И мы пошли. От Герцогского Замка к Башне Альбатроса вел специальный ход, так что карабкаться по ступенькам, как это делали арцийцы, нам не пришлось. Мы вышли у подножия Башни со стороны города и быстро скользнули в потайную дверь, где нас уже ждали маринеры, Шандер со своими красавцами и сын Рене, совершенно на него не похожий. Я вновь и вновь дивилась бранному сходству эландского герцога и правителя Лебедей, в то время как в собственной семье герцог казался подменышем, что особенно бросалось в глаза в портретной галерее. Зато Рене-младший, высокий, темноволосый, жизнерадостный, был истинным внуком своего деда и племянником покойных дядьев. Отца он обожал и без звука согласился в затеянном им представлении сыграть роль моего кавалера.
Мы быстро миновали первый этаж знаменитой Башни. Я давно хотела туда попасть, но сейчас было не до того, чтоб глазеть по сторонам. Я не могла оторвать взгляда от белой гривы идущего впереди Рене. Рядом с ним выступал Максимилиан, но до него мне не было никакого дела. Сзади слышалась решительная поступь маринеров, с которыми я находилась в той стадии отношений, когда незнакомая толпа начинает распадаться на отдельные лица. Я уже довольно лихо отличала Ягоба Лагара от Гарда или Рауля, хотя проще всего было со старым Эриком, которого я полюбила с первого взгляда, да и он, как ни странно, отнесся ко мне с симпатией.
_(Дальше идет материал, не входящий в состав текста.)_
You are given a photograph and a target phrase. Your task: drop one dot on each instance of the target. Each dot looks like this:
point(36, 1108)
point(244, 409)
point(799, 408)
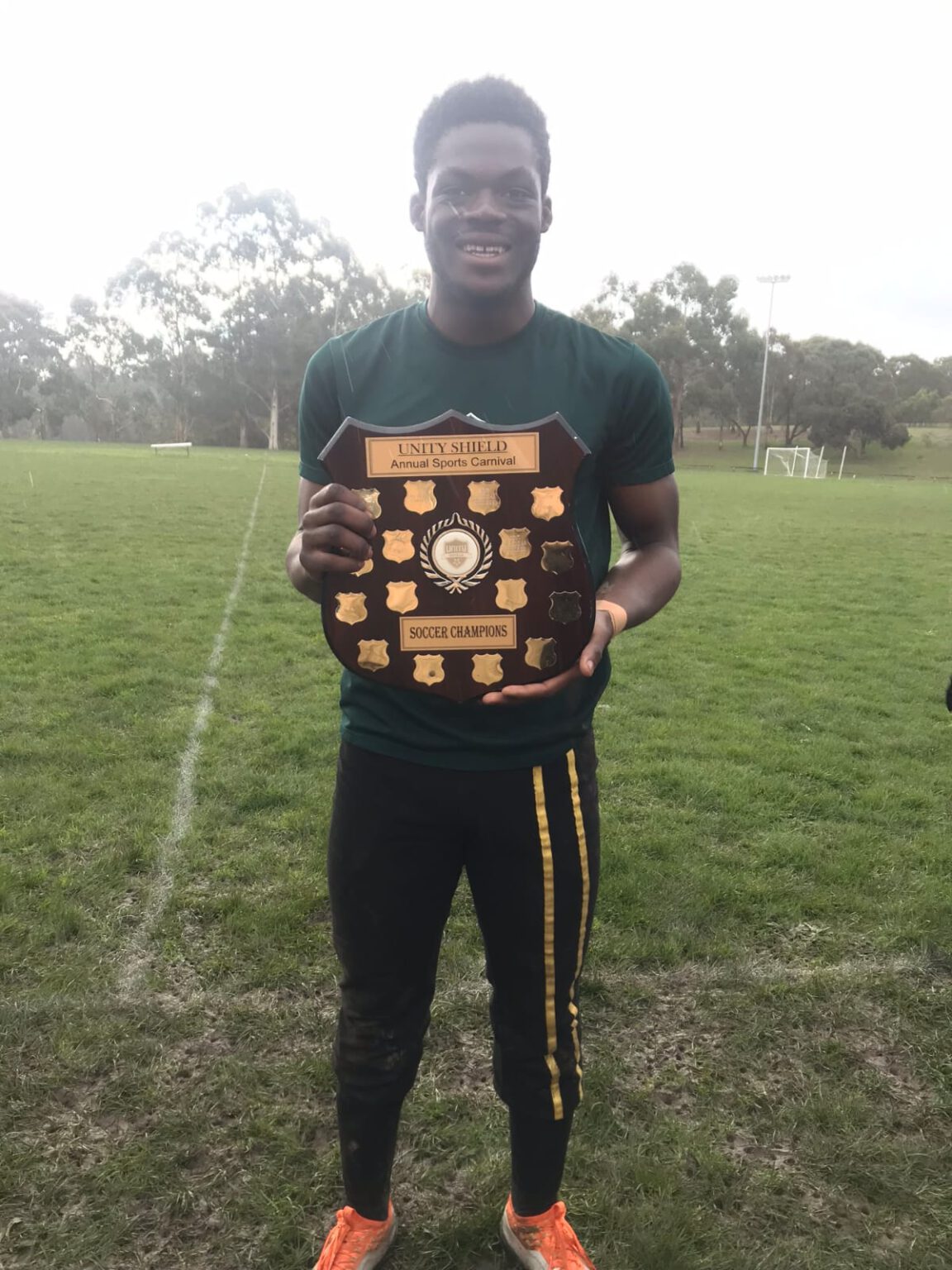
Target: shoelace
point(555, 1239)
point(336, 1242)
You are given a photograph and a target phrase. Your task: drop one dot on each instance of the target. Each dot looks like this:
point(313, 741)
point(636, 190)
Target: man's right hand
point(336, 531)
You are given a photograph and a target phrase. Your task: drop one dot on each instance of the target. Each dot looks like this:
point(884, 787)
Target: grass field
point(926, 456)
point(769, 991)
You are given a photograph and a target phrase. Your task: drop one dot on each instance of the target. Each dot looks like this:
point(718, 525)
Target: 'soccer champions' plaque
point(478, 575)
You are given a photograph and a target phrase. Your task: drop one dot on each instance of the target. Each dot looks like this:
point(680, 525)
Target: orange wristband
point(620, 618)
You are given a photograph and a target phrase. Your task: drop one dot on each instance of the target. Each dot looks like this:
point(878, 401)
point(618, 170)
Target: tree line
point(206, 336)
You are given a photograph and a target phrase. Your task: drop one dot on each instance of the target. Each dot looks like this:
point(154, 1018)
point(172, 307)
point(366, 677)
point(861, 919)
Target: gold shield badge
point(402, 597)
point(372, 654)
point(514, 544)
point(541, 653)
point(511, 594)
point(397, 545)
point(371, 500)
point(565, 606)
point(421, 495)
point(483, 497)
point(558, 556)
point(352, 607)
point(547, 502)
point(487, 667)
point(428, 668)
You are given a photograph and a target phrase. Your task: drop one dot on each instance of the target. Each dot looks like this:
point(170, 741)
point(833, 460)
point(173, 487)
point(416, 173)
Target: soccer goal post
point(793, 461)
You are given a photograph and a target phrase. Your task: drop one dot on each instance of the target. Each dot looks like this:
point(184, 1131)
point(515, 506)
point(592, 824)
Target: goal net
point(793, 461)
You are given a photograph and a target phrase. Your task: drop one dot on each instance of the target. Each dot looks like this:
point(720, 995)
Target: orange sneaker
point(355, 1242)
point(544, 1242)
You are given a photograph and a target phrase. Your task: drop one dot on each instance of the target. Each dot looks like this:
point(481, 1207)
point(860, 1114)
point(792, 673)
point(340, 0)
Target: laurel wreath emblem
point(456, 585)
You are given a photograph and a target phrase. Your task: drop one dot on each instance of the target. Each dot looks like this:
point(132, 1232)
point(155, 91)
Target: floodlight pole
point(774, 279)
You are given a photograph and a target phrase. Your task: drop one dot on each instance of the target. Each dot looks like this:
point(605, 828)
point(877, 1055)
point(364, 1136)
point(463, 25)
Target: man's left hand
point(591, 656)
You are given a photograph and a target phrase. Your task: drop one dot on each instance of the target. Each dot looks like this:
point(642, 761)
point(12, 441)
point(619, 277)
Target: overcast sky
point(804, 139)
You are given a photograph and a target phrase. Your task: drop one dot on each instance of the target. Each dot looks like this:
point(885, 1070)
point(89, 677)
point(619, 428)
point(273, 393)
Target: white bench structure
point(173, 445)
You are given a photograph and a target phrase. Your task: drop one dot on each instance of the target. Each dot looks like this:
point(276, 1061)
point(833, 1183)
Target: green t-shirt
point(399, 371)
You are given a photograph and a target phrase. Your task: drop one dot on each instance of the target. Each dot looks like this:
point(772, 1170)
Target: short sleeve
point(642, 435)
point(317, 414)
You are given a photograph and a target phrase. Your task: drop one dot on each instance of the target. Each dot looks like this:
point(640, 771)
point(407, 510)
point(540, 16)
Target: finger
point(317, 563)
point(514, 694)
point(336, 540)
point(602, 635)
point(355, 518)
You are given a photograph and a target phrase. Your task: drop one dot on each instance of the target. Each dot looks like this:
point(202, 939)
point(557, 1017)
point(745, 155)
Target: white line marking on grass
point(136, 957)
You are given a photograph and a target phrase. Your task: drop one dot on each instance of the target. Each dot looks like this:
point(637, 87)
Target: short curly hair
point(485, 101)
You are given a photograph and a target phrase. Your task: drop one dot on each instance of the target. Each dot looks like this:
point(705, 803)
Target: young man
point(514, 801)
Теперь старый маринер шел рядом со мной и след в след за Максимилианом, что, видимо, должно было означать единство эландских традиций и церковных канонов. Вообще-то я подозревала, что эти двое терпят друг друга с трудом, но и моряк, и клирик думали в первую очередь о деле. Оставалось только гадать, как они будут выяснять свои отношения, когда война останется позади. Если, конечно, останется, кому и что выяснять.
Мы вышли из полумрака башни на залитую ярким весенним светом площадку, и я чуть не ослепла. Глаза эландцев, видимо, обладают тем же свойством, что и глаза орлов, они могут смотреть на солнце. Рене-маленький, хоть он и был заметно выше своего отца, даже не подумал сбавить шаг. Он решительно проводил меня до предназначенного мне седалища из – бывают же совпадения – белого корбутского дубца, в изобилии произраставшего в горной Тарске. Я уселась с самым надменным видом. Рене я видеть не могла – его высокое кресло, более напоминающее трон, стояло посредине площадки позади моего, зато гостей мне было видно прекрасно.
До сего дня я мало сталкивалась с арцийцами. Разумеется, я помнила послов в Таяне и Тарске и бывшую жену Стефана, которая меня ненавидела. Когда-то ненависть эта была взаимной, но после моего «воскресения» все некогда знакомое и волнующее словно бы потеряло остроту. Я вновь открывала для себя этот мир, а память, что ж, она служила всего-навсего скучной, хоть и полезной книгой. Одно дело прочитать про что-нибудь в нуднейшем изложении академиков и совсем другое увидеть это своими глазами.